The Second Circuit reversed, however, the district court’s finding that plaintiffs failed to properly plead loss causation. The Second Circuit confirmed the well-established rule that, for the purposes of establishing loss causation under Section 10(b), a plaintiff must allege that “available public information regarding the company’s financial condition [was] corrected” and that the “market reacted negatively” to the disclosure. The court held plaintiffs’ allegations that Barclays’ stock price dropped 12% in response to the June 27 announcement correcting the 2007-2009 LIBOR rates were sufficient to meet this standard.

On the somewhat unique facts of this case, the court held that because plaintiffs sufficiently alleged that LIBOR rates are “non-cumulative” and are not “replaced” by later LIBOR submission rates, it could not conclude as a matter of law, as the district court had, that an efficient market “would fail to digest three years of non-fraudulent Submission Rates and other more detailed financial information, and would instead leave intact artificial inflation as a result of fraudulent Submission Rates in [2007-2009].” This decision is interesting in light of the Second Circuit’s historical endorsement of the “efficient market.” See, e.g., ATSI Comms., Inc. v. Shaar Fund, Ltd. 493 F.3d 87, 101 n. 4 (2d Cir. 2007). The efficient capital market hypothesis, as adopted by the Supreme Court, posits that “the market price of shares traded on well-developed markets reflects all publicly available information.” Even so, the Second Circuit left open the possibility in Carpenters Pension that discovery would show that the alleged misrepresentations about LIBOR made in 2007-09 were “stale” by the time of the announcement of the 2012 regulatory settlement.

Finally, the court revived plaintiffs’ Section 20(a) claims on the grounds that plaintiffs had sufficiently alleged a primary violation under Section 10(b), but clarified that, in order to state a control-person claim under Section 20(a), a plaintiff must establish that the “defendant was, in some meaningful sense, a culpable participant in the controlled person’s fraud.” In doing so, the court affirmed the district court’s rejection of plaintiffs’ argument below that “scienter is not an essential element of a Section 20(a) claim.” Gusinsky v.
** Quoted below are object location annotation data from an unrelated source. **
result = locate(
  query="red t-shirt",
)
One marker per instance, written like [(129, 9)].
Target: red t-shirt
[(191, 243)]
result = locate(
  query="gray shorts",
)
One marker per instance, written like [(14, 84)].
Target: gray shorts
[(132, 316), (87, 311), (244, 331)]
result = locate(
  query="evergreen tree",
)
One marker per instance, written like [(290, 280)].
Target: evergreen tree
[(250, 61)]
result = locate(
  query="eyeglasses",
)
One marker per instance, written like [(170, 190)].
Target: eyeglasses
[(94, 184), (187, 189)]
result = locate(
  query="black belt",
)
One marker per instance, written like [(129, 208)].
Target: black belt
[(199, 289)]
Barclays, et al., 12 Civ. 5329 (S.D.N.Y.) (SAS), Dkt. # 66 (citing In re Initial Pub. Offering Secs. Litig., 241 F. Supp. 2d 281, 396 (S.D.N.Y. 2003)).
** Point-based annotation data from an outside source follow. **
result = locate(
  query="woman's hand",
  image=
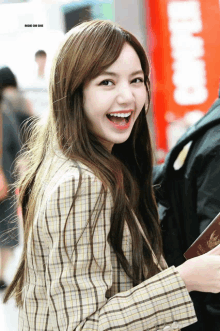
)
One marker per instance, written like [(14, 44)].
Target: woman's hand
[(202, 273)]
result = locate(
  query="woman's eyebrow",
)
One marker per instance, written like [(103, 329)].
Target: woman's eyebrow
[(111, 73)]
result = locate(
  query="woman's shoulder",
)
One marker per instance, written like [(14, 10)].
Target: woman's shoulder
[(59, 171)]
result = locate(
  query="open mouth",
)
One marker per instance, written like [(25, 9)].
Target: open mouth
[(119, 118)]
Carpenters Pension may provide comfort to companies subject to SEC reporting requirements that general statements about the presence of internal controls are insufficiently specific as a matter of law to establish a material misstatement whenever a company admits a failure of controls. The Second Circuit reaffirmed the principle that alleged misstatements and omissions must specifically concern the alleged fraud. The impact of the loss causation ruling is less clear, as it appeared to turn on the relatively unusual circumstance that LIBOR rates are “non-cumulative,” and as a consequence, the fact that the alleged corrective disclosure occurred years after the alleged misstatement was not a bar to pleading a claim. Lastly, the court’s holding that culpable participation is required to establish liability under Section 20(a) clarifies that 20(a) is not a strict-liability statute under which liability can be established without showing that the controlling person participated in the fraud. This resolves some disagreement among the district courts, some of which had suggested otherwise.